I sent the editor the complete manuscript on May 16 in one file. After her final edits, I received the manuscript back on May 23. The pagination was checked, etc. and then four final proof books were printed, bound and distributed. There were another two people who lived in remote cities that agreed to proofread from a PDF file.

After receiving input from these six people, I made more than 100 adjustments to the manuscript. An updated PDF was then sent to another person for a QC review. Knowing how easy it is to make an error, the current manuscript was compared to the file that the proof books were printed from. All changes were then placed in a file that was reviewed by my daughter, Aleta, that worked in word processing for a major company. Minor adjustments were then again made to the manuscript.

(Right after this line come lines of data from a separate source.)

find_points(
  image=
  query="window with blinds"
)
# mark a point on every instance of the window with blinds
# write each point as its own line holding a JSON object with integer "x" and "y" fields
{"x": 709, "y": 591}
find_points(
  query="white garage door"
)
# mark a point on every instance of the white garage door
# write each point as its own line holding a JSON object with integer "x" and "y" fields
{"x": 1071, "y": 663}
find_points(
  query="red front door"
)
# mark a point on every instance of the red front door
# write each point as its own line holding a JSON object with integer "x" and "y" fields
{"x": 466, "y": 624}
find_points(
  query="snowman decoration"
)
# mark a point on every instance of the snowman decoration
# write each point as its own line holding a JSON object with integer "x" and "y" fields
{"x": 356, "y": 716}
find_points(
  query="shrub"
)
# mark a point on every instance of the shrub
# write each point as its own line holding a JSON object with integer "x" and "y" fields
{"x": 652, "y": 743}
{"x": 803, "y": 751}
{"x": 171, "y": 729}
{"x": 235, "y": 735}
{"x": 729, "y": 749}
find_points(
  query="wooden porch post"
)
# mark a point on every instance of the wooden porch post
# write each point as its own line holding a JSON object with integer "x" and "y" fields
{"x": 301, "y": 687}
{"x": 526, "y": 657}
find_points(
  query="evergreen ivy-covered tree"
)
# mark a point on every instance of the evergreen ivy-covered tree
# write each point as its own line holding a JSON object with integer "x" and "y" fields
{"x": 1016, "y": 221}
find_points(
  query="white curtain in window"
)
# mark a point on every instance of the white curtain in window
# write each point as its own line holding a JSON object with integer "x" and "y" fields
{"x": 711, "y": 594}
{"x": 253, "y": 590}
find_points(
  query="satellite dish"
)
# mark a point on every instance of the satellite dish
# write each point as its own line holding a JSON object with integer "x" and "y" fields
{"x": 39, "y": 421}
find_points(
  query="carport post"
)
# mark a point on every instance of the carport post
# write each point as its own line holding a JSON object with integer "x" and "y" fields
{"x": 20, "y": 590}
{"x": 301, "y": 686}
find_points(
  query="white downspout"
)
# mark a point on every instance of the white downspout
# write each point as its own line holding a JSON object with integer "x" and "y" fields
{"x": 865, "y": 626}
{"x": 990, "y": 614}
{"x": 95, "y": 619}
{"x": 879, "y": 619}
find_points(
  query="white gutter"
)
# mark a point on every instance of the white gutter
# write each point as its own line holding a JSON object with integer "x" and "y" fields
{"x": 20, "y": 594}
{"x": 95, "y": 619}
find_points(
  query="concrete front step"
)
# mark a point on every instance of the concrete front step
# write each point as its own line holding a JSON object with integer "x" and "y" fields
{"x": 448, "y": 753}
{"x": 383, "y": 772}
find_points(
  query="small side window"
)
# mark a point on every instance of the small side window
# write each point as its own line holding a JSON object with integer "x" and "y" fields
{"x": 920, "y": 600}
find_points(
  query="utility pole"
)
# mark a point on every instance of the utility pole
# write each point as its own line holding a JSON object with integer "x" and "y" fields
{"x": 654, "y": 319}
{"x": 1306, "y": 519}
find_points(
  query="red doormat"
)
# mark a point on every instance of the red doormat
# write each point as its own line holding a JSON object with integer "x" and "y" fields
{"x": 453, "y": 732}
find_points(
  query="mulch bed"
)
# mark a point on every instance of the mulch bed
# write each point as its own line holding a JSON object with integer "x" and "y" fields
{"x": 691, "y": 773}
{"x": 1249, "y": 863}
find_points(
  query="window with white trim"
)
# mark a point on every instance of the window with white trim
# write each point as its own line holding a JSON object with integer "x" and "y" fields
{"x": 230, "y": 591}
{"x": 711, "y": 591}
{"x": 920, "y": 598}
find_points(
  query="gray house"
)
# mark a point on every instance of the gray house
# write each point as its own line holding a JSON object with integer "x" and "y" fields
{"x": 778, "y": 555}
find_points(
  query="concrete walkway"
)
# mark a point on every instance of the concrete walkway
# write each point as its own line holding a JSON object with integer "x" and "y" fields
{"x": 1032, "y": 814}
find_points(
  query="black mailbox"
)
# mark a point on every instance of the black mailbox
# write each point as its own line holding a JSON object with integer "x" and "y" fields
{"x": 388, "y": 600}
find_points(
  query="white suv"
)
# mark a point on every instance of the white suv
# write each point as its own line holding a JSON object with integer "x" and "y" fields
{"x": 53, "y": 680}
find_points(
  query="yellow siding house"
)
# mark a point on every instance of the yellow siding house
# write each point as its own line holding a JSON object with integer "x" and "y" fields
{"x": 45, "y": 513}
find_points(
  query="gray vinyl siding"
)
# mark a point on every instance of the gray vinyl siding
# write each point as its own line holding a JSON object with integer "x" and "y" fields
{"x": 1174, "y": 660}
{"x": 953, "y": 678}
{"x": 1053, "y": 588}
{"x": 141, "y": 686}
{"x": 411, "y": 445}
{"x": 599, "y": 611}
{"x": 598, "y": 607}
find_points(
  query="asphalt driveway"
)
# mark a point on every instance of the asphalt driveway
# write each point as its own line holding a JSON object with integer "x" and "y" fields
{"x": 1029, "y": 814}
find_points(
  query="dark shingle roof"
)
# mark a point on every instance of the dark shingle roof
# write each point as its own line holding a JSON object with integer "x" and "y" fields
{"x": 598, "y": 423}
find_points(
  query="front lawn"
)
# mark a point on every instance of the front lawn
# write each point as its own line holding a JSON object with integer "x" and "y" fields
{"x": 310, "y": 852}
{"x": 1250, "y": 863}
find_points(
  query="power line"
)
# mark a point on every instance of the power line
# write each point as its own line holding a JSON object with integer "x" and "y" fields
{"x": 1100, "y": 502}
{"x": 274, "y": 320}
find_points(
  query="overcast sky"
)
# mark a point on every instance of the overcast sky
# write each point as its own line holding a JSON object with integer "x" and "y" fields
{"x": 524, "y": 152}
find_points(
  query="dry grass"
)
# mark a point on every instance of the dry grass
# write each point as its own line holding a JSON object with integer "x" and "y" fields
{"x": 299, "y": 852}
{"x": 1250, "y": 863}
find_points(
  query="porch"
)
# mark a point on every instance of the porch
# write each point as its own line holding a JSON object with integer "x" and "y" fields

While these final editing and reviews were taking place, using the “Word Perfect” search and replace for control codes, the manuscript was meticulously reviewed to make sure that everything was correct. Several extra codes were found that needed to be deleted, that caused minor variations that were almost unnoticeable in the printed proof books. In a properly formatted book, there should never be more than a single space, so any multiple spaces were converted to a single space, and there were many. Also any spaces at the beginning or end of a paragraph were searched for and removed. Four missing periods were also found and inserted. Mind you that none of the proofreaders noticed these missing periods, including myself.

During all this time, book covers were being designed with valuable suggestions from others and selecting a title for the book. These two items were the most challenging in getting this book ready to be published.

Now, I was ready to save the manuscript as a PDF file, copy it to a CD, along with images for the book covers and spline to send to the publisher. I received a proof book from the publisher in about four weeks, after another cursory review, I signed the release form and the book was published in July, 2008.